The high-salary potential outliers all appear to be legitimate data. Most roles are C-level executive roles and the junior positions are in industries that are well known for high salaries (oil, finance). We determine these entries to be legitimate and will not remove them.

In [None]:
# Remove data with zero salaries
train_df = train_df[train_df.salary > 8.5]

In [None]:
def plot_feature(df, col):
    '''
    Make plot for each features
    left, the distribution of samples on the feature
    right, the dependance of salary on the feature
    '''
    plt.figure(figsize = (14, 6))
    plt.subplot(1, 2, 1)
    if df[col].dtype == 'int64':
        df[col].value_counts().sort_index().plot()
    else:
        #change the categorical variable to category type and order their level by the mean salary
        #in each category
        mean = df.groupby(col)['salary'].mean()
        df[col] = df[col].astype('category')
        levels = mean.sort_values().index.tolist()
        df[col].cat.reorder_categories(levels, inplace=True)
        df[col].value_counts().plot()
    plt.xticks(rotation=45)
    plt.xlabel(col)
    plt.ylabel('Counts')
    plt.subplot(1, 2, 2)

    if df[col].dtype == 'int64' or col == 'companyId':
        #plot the mean salary for each category and fill between the (mean - std, mean + std)
        mean = df.groupby(col)['salary'].mean()
        std = df.groupby(col)['salary'].std()
        mean.plot()
        plt.fill_between(range(len(std.index)), mean.values-std.values, mean.values + std.values, \
                         alpha = 0.1)
    else:
        sns.boxplot(x = col, y = 'salary', data=df)
    
    plt.xticks(rotation=45)
    plt.ylabel('Salaries')
    plt.show()

In [None]:
plot_feature(train_df, 'companyId')

#### The salary is weakly associated with companies

In [None]:
plot_feature(train_df, 'jobType')

#### There is a clear positive correlation between job type and salary.

In [None]:
plot_feature(train_df, 'degree')

#### More advanced degrees tend to correspond to higher salaries.

In [None]:
plot_feature(train_df, 'major')

#### People with majors of engineering, business and math generally have higher salaries.

In [None]:
plot_feature(train_df, 'industry')

#### As for industries, oil, finance and web industries generally pay better.

In [None]:
plot_feature(train_df, 'yearsExperience')
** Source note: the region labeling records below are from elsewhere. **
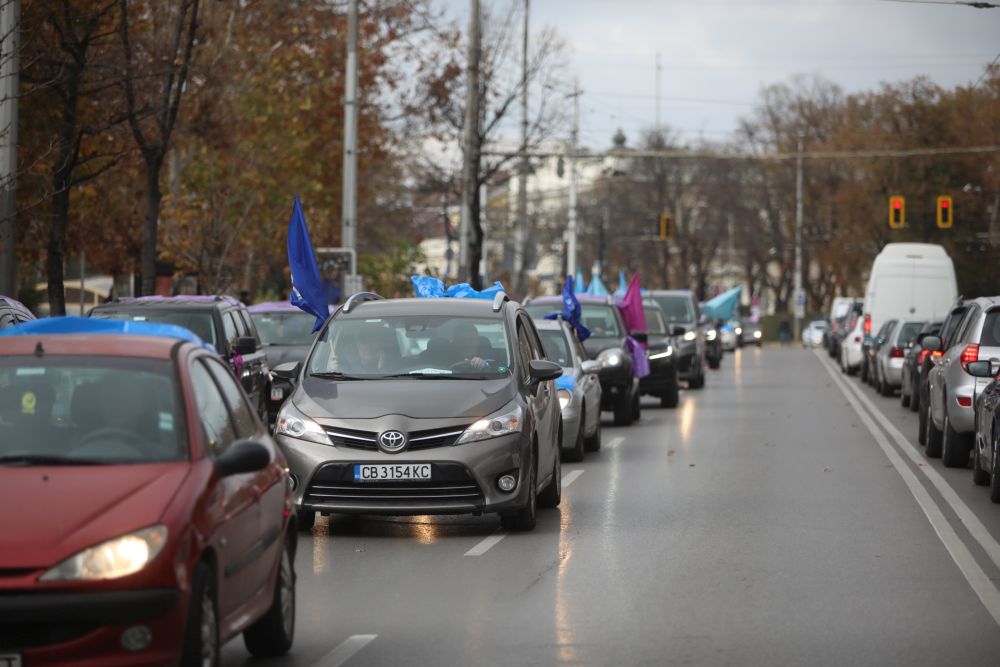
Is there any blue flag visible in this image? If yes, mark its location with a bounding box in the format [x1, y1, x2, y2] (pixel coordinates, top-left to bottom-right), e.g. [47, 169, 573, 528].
[288, 197, 330, 333]
[545, 276, 590, 343]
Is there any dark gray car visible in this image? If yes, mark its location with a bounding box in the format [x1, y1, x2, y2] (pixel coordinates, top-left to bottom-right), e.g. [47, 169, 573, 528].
[275, 293, 562, 530]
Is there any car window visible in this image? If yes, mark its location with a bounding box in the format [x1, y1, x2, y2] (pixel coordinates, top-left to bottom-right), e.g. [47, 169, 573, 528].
[306, 313, 510, 379]
[202, 359, 257, 438]
[191, 362, 236, 457]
#### In general, there is a clear correlation between salary and years of experience.

In [None]:
plot_feature(train_df, 'milesFromMetropolis')

#### In general, salaries decrease with the distance to metropolis.

In [None]:
def encode_label(df, col):
    #encode the categories using average salary for each category to replace label
    cat_dict ={}
    cats = df[col].cat.categories.tolist()
    for cat in cats:
        cat_dict[cat] = train_df[train_df[col] == cat]['salary'].mean()   
    df[col] = df[col].map(cat_dict)

In [None]:
for col in train_df.columns:
    if train_df[col].dtype.name == "category":
        encode_label(train_df, col)

In [None]:
# Correlations between selected features and response
# jobId is discarded because it is unique for individual
fig = plt.figure(figsize=(12, 10))
features = ['companyId', 'jobType', 'degree', 'major', 'industry', 'yearsExperience', 'milesFromMetropolis']
sns.heatmap(train_df[features + ['salary']].corr(), cmap='Blues', annot=True)
plt.xticks(rotation=45)
plt.show()

We see that jobType is most strongly correlated with salary, followed by degree, major, and yearsExperience.

Among the features, we see that degree and major have a strong degree of correlation and jobType has a moderate degree of correlation with both degree and major.